Maria is twenty-nine years old. She is a single mother and lives on a council estate in Manchester. She's also a chronic day-dreamer. One day she'd like to marry a beautiful man with a huge income to look after her and Jack, her nine-year-old son.
The only problem is that her current boyfriend, Rhodri, a chickpea-loving vegan eco-warrior, has turned his back on career ladders. Neither does he believe in monogamy. And so Maria finds herself unexpectedly juggling one, two, three lovers . . .
When Damien, Jack's abusive father, who threatened more times than Maria cares to remember to kill her makes an unwelcome reappearance, she gets a wake-up call. Will Maria find a wonderful father figure for Jack by the time she turns thirty?
A surprisingly humorous memoir with heartbreaking and unexpected moments, Single Mother on the Verge is a seductive and extremely touching read.
My name is Maria Roberts and I'm the author of Single Mother on the Verge, a book that started life as a blog and was published by Penguin in 2009.
'Hmm,' you wonder, 'so it was a blog that was turned into a book? I have a blog that'd make a great book.' Well yes, that's sort of the truth. It was a blog that became a book but prior to this I'd completed an MA in novel writing, had a few short stories published and written some sketchy plays. It wasn't as happenstance as it first appears but it was coincidental.
What happened was this:
Back in 2007 I was waiting in line for coffee at an art gallery in Liverpool next to Joel Rickett from the Bookseller (no, I'd never met him before) and he mentioned something about a blog that was being turned into a book. I said: 'What's a blog?', didn't quite find out, ordered some biscuits and that was it.
When I went home I looked up 'blog' on the Internet. 'Ha,' I said to myself, 'I've no freaking idea what this blogging business is but I'm going to do it anyway.'
Let me be honest here: I was/am freaking rubbish at this lark. People would send me badges to put on my blog and I'd reply, 'I don't know what to do, help!' But I blogged anyway and before I knew it, I had a small but appreciative audience. I even won an award at Manchester Literature Festival.
In early December, I was well and truly on my arse. It was a few weeks before Christmas and I was broke, freshly dumped and about to be made redundant.

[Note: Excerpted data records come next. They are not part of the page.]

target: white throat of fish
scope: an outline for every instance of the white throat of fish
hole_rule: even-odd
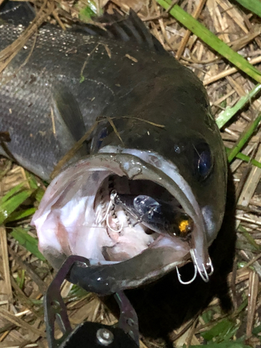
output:
[[[114,204],[113,190],[119,194],[138,196],[143,190],[148,196],[159,192],[167,196],[192,219],[191,237],[184,240],[135,223],[133,216]],[[61,264],[54,258],[61,255],[78,255],[89,259],[90,264],[106,264],[166,246],[173,249],[164,270],[176,267],[182,283],[191,283],[197,273],[207,282],[213,271],[203,217],[191,189],[173,164],[150,152],[106,146],[70,166],[47,188],[32,224],[40,250],[56,267]],[[177,267],[186,263],[189,253],[195,272],[191,280],[184,282]]]

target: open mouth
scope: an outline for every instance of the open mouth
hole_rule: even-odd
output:
[[[96,154],[53,180],[32,224],[40,250],[55,268],[70,255],[84,256],[97,279],[103,272],[122,290],[159,278],[191,258],[191,281],[197,272],[208,280],[211,262],[193,196],[169,176],[166,161],[155,163],[150,155],[145,159],[127,153]],[[159,202],[164,203],[164,214],[155,208]]]

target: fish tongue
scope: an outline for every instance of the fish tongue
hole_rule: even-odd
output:
[[[157,246],[122,262],[87,268],[74,267],[68,280],[87,291],[108,295],[152,282],[176,266],[184,264],[189,258],[187,243],[163,237]]]

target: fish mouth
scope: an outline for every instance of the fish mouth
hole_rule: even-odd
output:
[[[113,190],[171,200],[193,221],[189,237],[134,226],[125,209],[112,204]],[[208,281],[212,271],[205,223],[189,185],[173,164],[150,152],[107,147],[70,165],[48,187],[31,224],[39,249],[54,268],[70,255],[88,259],[88,289],[98,294],[139,286],[174,268],[183,283],[197,273]],[[190,258],[195,273],[186,283],[177,267]]]

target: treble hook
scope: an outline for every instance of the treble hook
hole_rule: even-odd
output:
[[[182,278],[181,278],[181,276],[180,276],[180,273],[178,270],[178,268],[176,266],[176,271],[177,271],[177,279],[179,280],[179,282],[181,283],[181,284],[184,284],[184,285],[187,285],[188,284],[191,284],[191,283],[193,283],[195,279],[196,279],[196,277],[197,276],[197,267],[196,266],[196,264],[194,264],[194,275],[193,276],[193,278],[192,279],[191,279],[190,280],[188,280],[187,282],[184,282]]]
[[[104,218],[104,219],[102,220],[102,221],[104,221],[104,220],[106,221],[106,226],[113,232],[116,232],[116,233],[119,233],[120,232],[121,232],[122,230],[122,228],[123,228],[123,223],[122,223],[122,225],[120,226],[120,228],[118,229],[118,230],[114,230],[109,224],[109,211],[110,211],[110,209],[111,207],[111,206],[114,204],[114,200],[115,200],[115,198],[117,196],[117,192],[115,191],[115,190],[113,190],[111,193],[111,195],[110,195],[110,202],[109,203],[109,205],[108,205],[108,207],[107,207],[107,209],[106,211],[106,213],[105,213],[105,216]]]
[[[123,222],[121,224],[121,226],[120,228],[118,229],[118,230],[114,230],[109,224],[109,215],[108,214],[108,215],[106,216],[106,226],[113,232],[116,232],[117,233],[120,233],[120,232],[121,232],[123,229]]]

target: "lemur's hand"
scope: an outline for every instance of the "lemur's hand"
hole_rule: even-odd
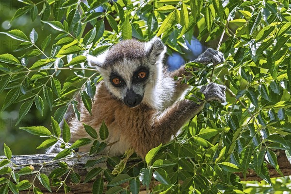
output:
[[[220,103],[226,102],[226,87],[215,83],[210,83],[208,85],[203,86],[200,92],[204,94],[205,100],[209,102],[216,100]]]
[[[60,138],[61,139],[61,138]],[[62,139],[63,140],[63,139]],[[61,148],[61,146],[62,145],[62,142],[63,141],[60,141],[60,140],[58,141],[54,144],[53,146],[48,148],[47,151],[46,151],[46,154],[51,154],[51,153],[59,153],[64,150],[63,148]],[[71,144],[68,143],[69,144],[69,146],[66,146],[65,148],[69,148],[71,147]]]
[[[213,50],[211,48],[207,49],[206,51],[194,60],[204,65],[208,65],[212,62],[213,65],[216,65],[225,61],[222,53]]]

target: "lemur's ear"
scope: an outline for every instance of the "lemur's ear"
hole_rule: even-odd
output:
[[[149,42],[146,43],[146,52],[149,61],[153,65],[163,58],[166,50],[167,48],[158,37],[155,36]]]
[[[107,54],[107,51],[96,56],[88,54],[87,56],[87,60],[89,65],[90,67],[97,70],[102,68]]]

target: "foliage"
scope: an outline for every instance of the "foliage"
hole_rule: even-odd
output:
[[[176,194],[242,193],[241,180],[234,173],[242,172],[245,176],[249,169],[272,185],[267,164],[282,175],[272,149],[284,150],[290,158],[291,16],[288,0],[88,0],[88,4],[71,0],[19,1],[25,6],[16,11],[11,22],[24,14],[29,14],[32,21],[39,15],[44,29],[51,28],[58,34],[54,39],[49,35],[39,40],[34,29],[29,35],[17,29],[0,33],[22,42],[16,52],[27,51],[18,58],[11,53],[0,55],[0,93],[7,91],[1,111],[21,102],[16,124],[32,106],[41,114],[45,106],[54,112],[52,133],[41,126],[21,128],[46,137],[38,148],[47,148],[59,140],[58,123],[69,105],[80,117],[74,98],[78,92],[91,112],[95,84],[102,78],[88,68],[87,54],[101,53],[122,39],[133,37],[147,40],[155,35],[161,37],[168,54],[174,51],[183,54],[194,29],[199,32],[199,40],[219,40],[218,49],[224,53],[225,63],[214,68],[211,64],[204,67],[189,63],[187,65],[193,77],[176,78],[184,79],[194,88],[209,81],[224,84],[227,88],[227,102],[207,104],[174,141],[149,152],[146,162],[126,165],[130,151],[122,160],[104,157],[114,168],[112,172],[95,168],[88,172],[84,182],[97,177],[93,193],[103,191],[103,176],[109,183],[108,194],[138,193],[140,182],[152,193]],[[97,11],[100,6],[104,11]],[[85,32],[86,26],[91,29]],[[193,67],[198,70],[193,71]],[[63,82],[65,71],[72,73]],[[91,138],[79,140],[70,147],[70,131],[65,124],[63,147],[69,148],[55,160],[92,142],[87,154],[96,154],[107,146],[105,124],[99,134],[86,123],[84,126]],[[42,193],[28,181],[19,181],[19,176],[33,170],[27,167],[14,172],[14,167],[6,166],[11,152],[6,145],[4,153],[7,159],[1,161],[4,167],[0,174],[11,176],[9,179],[0,178],[1,192],[7,193],[9,190],[17,193],[33,187],[34,193]],[[98,162],[88,161],[86,167]],[[41,173],[41,169],[35,177],[49,191],[51,185],[64,187],[67,192],[70,188],[65,180],[59,177],[69,175],[66,178],[78,183],[80,176],[74,172],[73,167],[65,162],[59,165],[48,176]],[[153,176],[160,183],[150,190]],[[129,185],[120,186],[125,182]]]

So I emailed an agent with an idea, ten minutes later he called, a few days later I'd written a proposal and within a fortnight the book was sold to Penguin.
It was that fast.
And yes, it did change my life. I moved off the council estate, stopped having an open relationship with an eco-warrior, ditched the lovers... and took the very sensible step of moving into a quasi-single parent communal household in London.
What did I just read? The woman is a single mother in a council estate of Manchester but own her house there? It seems to be a bit autobiographical, but seriously, there is nothing I could relate to (despite being a single mother myself). I guess everyone's situation is different, and I can understand that, but yes. I couldn't care less about that Rhodri boyfriend. And the other guys she was more or less having adult fun with. Yuck. Waste of time. I still finished it, thought.
Follow Maria as she navigates her way through a complex life - an eco warrior boyfriend, a love triangle (or maybe even square), a job under threat, and a young son whose father was once violent, now estranged. This is a unique, hilarious, fascinating memoir of a young woman trying to work out what she wants to keep hold of, and what she should let go as she hits 30. Highly recommended!